Prospective trials have the disadvantages of requiring a long time to complete, and using highly selected patient subgroups in tertiary centers. While one waits for the results to mature, this delays additional research to improve treatment. If there were a method that allowed earlier prediction of the results of prospective trials, advances in cancer treatment could be attained within a shorter time period.

There is a parametric lognormal model, proposed by Boag [13] that had been retrospectively validated in the literature, and could be used prospectively for clinical trials to predict long-term survival rates several years earlier than would otherwise be possible using the standard life-table/actuarial Kaplan-Meier method of calculation [4].

The prognosis for metastatic breast cancer is generally poor and therefore it is believed that statistical prediction models for long-term survival rates are not needed. Nevertheless, specific subgroups of metastatic breast cancer patients exist, for which depending on the treatment given, the prognosis is improved so that some patients can survive for some time, particularly for those with limited organs involvement such as involvement with bone and/or skin only. In this situation, for which the present study was relevant, a prediction model, even for metastatic breast cancer, can be useful.

Breast cancer, among other cancers, has the highest incidence in women, and many studies are currently in progress to assess treatment regimens. If, even for a subgroup of patients, the 10- and 15-year survival rates can be predicted from follow-up data available only 3 years after a 5-year diagnosis period, this would be a useful means of obtaining study results earlier than would otherwise have been possible. For example, a 15-year survival rate calculated by the Kaplan-Meier method requires at least some patients to have been followed for 15 years. In addition prediction model such as the lognormal model can also be used to review the progress of treatment results for a specific period from a treatment center, and to compare that with another specific period of the same treatment center to evaluate the potential impact for any possible change in treatment policy or guideline.

Boag's lognormal model for long-term cancer survival rates has been available for use for some 50 years.
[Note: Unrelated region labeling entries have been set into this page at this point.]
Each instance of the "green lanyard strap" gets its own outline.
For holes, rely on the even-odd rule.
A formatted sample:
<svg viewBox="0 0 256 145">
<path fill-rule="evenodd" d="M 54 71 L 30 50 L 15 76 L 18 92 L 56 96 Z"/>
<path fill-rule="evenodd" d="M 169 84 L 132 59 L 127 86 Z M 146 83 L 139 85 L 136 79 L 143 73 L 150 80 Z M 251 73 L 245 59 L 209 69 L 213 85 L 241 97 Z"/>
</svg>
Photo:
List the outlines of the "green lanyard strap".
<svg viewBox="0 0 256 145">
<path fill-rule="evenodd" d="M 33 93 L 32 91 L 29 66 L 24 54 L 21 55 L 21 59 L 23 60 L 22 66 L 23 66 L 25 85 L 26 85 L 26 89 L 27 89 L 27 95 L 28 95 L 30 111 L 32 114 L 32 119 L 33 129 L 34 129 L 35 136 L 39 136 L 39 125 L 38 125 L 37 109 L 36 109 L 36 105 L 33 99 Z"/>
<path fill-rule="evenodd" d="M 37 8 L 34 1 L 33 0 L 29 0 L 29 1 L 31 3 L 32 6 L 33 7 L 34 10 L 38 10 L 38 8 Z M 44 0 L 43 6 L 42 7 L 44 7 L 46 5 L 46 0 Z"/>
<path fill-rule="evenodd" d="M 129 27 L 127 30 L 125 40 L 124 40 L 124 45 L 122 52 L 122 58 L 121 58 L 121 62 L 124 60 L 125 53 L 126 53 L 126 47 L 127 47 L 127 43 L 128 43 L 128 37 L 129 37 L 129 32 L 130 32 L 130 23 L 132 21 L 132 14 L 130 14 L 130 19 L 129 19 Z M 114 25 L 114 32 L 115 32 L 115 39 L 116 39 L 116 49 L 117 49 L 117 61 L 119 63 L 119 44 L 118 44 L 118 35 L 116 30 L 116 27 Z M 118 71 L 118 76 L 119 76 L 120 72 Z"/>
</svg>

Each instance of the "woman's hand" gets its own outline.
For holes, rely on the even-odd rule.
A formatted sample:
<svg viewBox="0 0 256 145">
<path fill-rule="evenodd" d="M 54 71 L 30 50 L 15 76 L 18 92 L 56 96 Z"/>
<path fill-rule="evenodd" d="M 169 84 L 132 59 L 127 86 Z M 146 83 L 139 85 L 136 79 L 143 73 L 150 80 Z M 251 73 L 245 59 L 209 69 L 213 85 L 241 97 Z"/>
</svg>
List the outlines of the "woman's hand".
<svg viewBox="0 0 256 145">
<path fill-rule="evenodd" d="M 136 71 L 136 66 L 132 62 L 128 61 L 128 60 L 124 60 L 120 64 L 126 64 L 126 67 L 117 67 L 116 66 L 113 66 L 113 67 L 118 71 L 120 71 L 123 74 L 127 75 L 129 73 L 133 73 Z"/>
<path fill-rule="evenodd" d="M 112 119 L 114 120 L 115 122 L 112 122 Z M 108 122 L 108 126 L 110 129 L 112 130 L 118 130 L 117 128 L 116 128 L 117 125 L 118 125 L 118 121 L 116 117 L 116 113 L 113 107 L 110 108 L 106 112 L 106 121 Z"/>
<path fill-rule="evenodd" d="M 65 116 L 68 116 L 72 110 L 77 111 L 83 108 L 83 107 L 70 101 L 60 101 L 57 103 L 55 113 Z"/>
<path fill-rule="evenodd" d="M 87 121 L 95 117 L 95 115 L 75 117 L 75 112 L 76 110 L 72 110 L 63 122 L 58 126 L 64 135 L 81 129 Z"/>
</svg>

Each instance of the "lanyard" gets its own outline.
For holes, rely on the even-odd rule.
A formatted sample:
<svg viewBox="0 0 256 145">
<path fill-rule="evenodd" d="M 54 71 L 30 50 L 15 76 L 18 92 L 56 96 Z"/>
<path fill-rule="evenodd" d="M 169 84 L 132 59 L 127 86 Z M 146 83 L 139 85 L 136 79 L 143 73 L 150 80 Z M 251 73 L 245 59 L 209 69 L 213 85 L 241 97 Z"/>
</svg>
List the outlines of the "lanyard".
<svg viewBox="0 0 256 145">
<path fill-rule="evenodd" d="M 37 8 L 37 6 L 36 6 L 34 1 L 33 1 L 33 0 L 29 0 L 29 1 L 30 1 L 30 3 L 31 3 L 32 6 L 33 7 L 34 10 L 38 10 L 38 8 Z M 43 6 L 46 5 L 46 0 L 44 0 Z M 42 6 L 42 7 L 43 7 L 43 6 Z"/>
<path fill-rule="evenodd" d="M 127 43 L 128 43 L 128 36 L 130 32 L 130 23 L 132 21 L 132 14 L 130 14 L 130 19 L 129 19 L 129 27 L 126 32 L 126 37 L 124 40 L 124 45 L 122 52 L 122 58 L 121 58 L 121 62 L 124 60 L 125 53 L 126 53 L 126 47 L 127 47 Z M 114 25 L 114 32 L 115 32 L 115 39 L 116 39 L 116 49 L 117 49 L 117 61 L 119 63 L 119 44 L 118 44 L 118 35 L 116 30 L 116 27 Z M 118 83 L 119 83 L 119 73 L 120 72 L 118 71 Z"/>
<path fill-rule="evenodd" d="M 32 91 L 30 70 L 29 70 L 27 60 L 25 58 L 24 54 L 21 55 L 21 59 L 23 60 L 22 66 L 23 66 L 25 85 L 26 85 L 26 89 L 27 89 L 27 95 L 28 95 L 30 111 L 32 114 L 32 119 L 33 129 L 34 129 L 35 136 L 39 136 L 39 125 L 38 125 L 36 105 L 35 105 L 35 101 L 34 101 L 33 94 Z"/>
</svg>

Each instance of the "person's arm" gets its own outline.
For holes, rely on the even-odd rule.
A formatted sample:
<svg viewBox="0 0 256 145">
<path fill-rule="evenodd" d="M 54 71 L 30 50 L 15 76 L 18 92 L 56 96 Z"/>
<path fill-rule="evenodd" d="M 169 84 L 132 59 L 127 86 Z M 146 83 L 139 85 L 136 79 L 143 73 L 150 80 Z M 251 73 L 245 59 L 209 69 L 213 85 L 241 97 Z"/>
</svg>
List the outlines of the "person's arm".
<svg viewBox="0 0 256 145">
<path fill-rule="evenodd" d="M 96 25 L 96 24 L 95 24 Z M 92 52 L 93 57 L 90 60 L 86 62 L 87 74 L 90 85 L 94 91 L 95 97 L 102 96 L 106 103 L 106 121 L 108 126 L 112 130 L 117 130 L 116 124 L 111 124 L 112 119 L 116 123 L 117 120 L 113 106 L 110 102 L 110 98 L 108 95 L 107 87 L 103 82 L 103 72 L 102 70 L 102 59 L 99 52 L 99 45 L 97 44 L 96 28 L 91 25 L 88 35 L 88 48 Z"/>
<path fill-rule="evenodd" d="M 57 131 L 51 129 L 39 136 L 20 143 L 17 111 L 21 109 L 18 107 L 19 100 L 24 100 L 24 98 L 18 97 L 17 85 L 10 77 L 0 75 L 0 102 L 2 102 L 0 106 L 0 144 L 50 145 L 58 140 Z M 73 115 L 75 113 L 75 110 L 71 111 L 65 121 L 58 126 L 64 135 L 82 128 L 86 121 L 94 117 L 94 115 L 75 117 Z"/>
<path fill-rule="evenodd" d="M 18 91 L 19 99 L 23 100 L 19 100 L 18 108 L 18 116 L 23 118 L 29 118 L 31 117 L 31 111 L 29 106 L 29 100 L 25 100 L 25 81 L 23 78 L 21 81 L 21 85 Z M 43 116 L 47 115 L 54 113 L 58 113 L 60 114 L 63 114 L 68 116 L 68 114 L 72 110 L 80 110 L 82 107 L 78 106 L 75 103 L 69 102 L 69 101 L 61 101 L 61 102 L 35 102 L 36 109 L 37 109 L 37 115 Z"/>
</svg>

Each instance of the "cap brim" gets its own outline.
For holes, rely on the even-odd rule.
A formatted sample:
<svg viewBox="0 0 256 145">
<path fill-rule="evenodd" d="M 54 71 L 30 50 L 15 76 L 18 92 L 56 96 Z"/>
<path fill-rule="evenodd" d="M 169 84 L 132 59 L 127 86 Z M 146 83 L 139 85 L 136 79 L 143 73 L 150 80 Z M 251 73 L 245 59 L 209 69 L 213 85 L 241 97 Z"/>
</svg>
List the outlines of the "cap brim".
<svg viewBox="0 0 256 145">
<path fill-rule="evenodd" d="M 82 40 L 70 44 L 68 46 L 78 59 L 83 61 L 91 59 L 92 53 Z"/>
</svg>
When the lognormal model was first proposed in the 1940s, it was difficult to implement because of a lack of computing power, and lack of good quality long-term follow-up data from cancer registries. Since 1970s the model has been used by some authors in breast cancer, cervix uteri cancer, head and neck cancer, intraocular melanoma, choroidal-ciliary body melanoma, and small cell lung cancer [510]. Currently, although the computing power is sufficient, good quality follow-up data on a sufficient number of patients are seldom available, and it can be a limitation for its application. Large data registry such as the Surveillance, Epidemiology, and End Results (SEER) data [11] with good long-term follow-up data available can overcome this potential limitation.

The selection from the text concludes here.